The purpose of having a joint scheme is to “allow participants to act together as a big block purchaser, securing the best prices and forcing the way to the front of the queue at a time of shortage”, says The Guardian.
Or as The Independent puts it, the programme uses the “purchasing power of the 500-million-person single market to secure priority orders during a time of a global shortage”.
According to The Guardian, the EU has made four calls for tender of PPE and ventilators since late February, of all of which “have successfully found companies willing to supply the goods to the scale and quality required”.
The UK signed the EU’s Joint Procurement Agreement in 2014 in the wake of the H1N1 pandemic, and under the terms of the Brexit withdrawal agreement, has the right to take part until 31 December 2020.
Why didn’t the UK take part?
Reports that the UK was not involved in the bloc’s bulk purchasing of PPE and ventilators first emerged in March, when a government spokesperson said country was not taking part because it was “not in the EU”.
However, that line was changed within 24 hours following a backlash, with the government then claiming that the EU email inviting the UK to join the scheme had been sent to an out-of-date and defunct email address.
But earlier this week, the Foreign Office’s most senior official, permanent secretary Simon McDonald, said that the UK’s opt-out of the EU scheme had been a deliberate choice.
When quizzed by Labour MP Chris Bryant during a virtual appearance on Tuesday before the Foreign Affairs Select Committee, McDonald said: “The UK declined to participate because we left the European Union on 31 January.
“It was a political decision.
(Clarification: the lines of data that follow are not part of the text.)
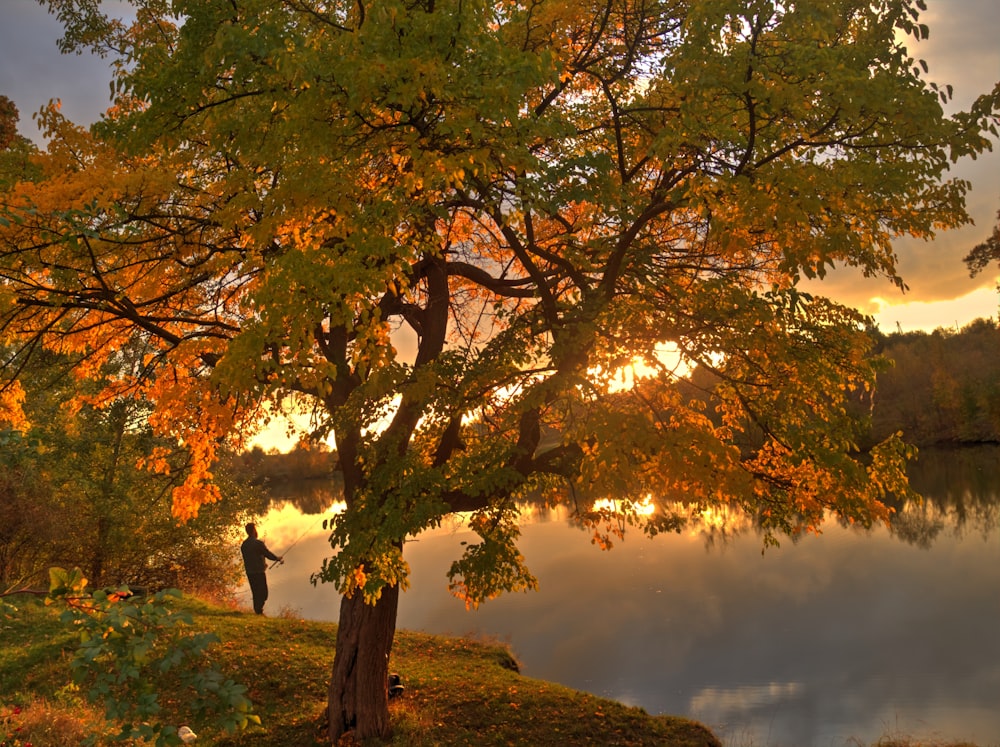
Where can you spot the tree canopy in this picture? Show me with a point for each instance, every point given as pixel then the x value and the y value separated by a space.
pixel 447 227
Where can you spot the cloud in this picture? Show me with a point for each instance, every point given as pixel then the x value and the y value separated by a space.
pixel 961 51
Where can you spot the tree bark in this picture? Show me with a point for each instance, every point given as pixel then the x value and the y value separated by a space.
pixel 358 697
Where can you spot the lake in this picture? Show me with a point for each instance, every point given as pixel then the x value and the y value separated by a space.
pixel 836 639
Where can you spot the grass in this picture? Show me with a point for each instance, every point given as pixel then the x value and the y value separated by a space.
pixel 458 692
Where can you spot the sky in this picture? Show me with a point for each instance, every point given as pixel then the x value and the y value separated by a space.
pixel 963 50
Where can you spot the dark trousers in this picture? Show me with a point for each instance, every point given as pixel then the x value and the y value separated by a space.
pixel 258 587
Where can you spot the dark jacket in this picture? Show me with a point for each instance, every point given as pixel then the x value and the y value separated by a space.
pixel 255 555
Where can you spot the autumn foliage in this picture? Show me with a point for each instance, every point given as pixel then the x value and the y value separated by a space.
pixel 446 228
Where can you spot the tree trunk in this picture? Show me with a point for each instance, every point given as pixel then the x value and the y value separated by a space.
pixel 358 695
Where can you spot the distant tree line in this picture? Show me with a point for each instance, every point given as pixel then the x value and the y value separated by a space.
pixel 942 387
pixel 75 492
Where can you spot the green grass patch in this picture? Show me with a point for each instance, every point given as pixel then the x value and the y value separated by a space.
pixel 457 691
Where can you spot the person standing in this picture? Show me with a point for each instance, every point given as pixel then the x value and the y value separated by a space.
pixel 255 557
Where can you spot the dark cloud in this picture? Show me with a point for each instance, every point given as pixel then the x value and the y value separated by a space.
pixel 33 72
pixel 961 51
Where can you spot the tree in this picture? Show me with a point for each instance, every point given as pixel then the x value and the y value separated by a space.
pixel 75 495
pixel 446 227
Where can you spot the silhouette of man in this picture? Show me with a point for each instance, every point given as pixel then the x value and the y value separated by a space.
pixel 255 557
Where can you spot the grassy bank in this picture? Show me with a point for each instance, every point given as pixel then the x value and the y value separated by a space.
pixel 458 692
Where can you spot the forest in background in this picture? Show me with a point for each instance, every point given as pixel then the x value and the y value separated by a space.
pixel 941 387
pixel 71 493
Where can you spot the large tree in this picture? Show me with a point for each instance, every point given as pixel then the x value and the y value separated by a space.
pixel 448 226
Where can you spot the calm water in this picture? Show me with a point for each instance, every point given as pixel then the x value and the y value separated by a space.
pixel 838 639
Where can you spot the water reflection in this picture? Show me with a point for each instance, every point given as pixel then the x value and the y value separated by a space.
pixel 846 636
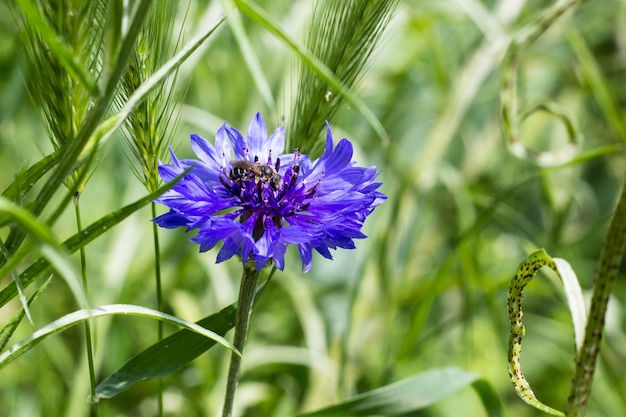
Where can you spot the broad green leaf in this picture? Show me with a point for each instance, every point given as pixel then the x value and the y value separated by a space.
pixel 413 394
pixel 168 355
pixel 51 251
pixel 79 316
pixel 77 241
pixel 171 353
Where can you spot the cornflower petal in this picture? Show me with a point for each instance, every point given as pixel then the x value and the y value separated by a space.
pixel 257 211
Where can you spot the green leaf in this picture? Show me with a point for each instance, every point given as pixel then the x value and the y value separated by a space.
pixel 412 394
pixel 49 248
pixel 173 352
pixel 79 316
pixel 168 355
pixel 7 331
pixel 263 18
pixel 76 242
pixel 24 181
The UK mission in Brussels briefed ministers about what was available, what was on offer, and the decision is known.”
Health Secretary Matt Hancock subsequently denied those claims.
“I have spoken to the foreign secretary,” Hancock said an hour after McDonald made his statement. “As far as I’m aware there was no political decision not to participate.
“We did receive an invitation in the Department of Health and it was put up to me to be asked and we joined so we are now members of that scheme.”
Shortly afterwards, McDonald issued a formal correction in a letter to the select committee.
“Ministers were not briefed by our mission in Brussels about the scheme and a political decision was not taken whether or not to participate,” McDonald wrote, in a total U-turn on his earlier statement.
A spokesperson for the European Commission then confirmed that the UK was not taking part in the PPE and ventilator scheme, but added that “they are most welcome to participate in future rounds”.
Meanwhile, an EU official told The Independent: “[The UK is] not participating in any of the existing schemes but they have indicated that they would be open to participating in any future schemes.”
Criticising the government for failing to take part this time around, select committee member Bryant said: “It beggars belief that [the government] deliberately, intentionally, with forethought and against advice, decided not to take part. And that they trotted out every excuse in the book when they realised they had messed up.”
He added: “It seems that not content with refusing to take part in a mass EU purchase of desperately needed vital equipment out of a fit of Eurosceptic pique, the government has repeatedly told fibs in a sad attempt to cover its tracks.”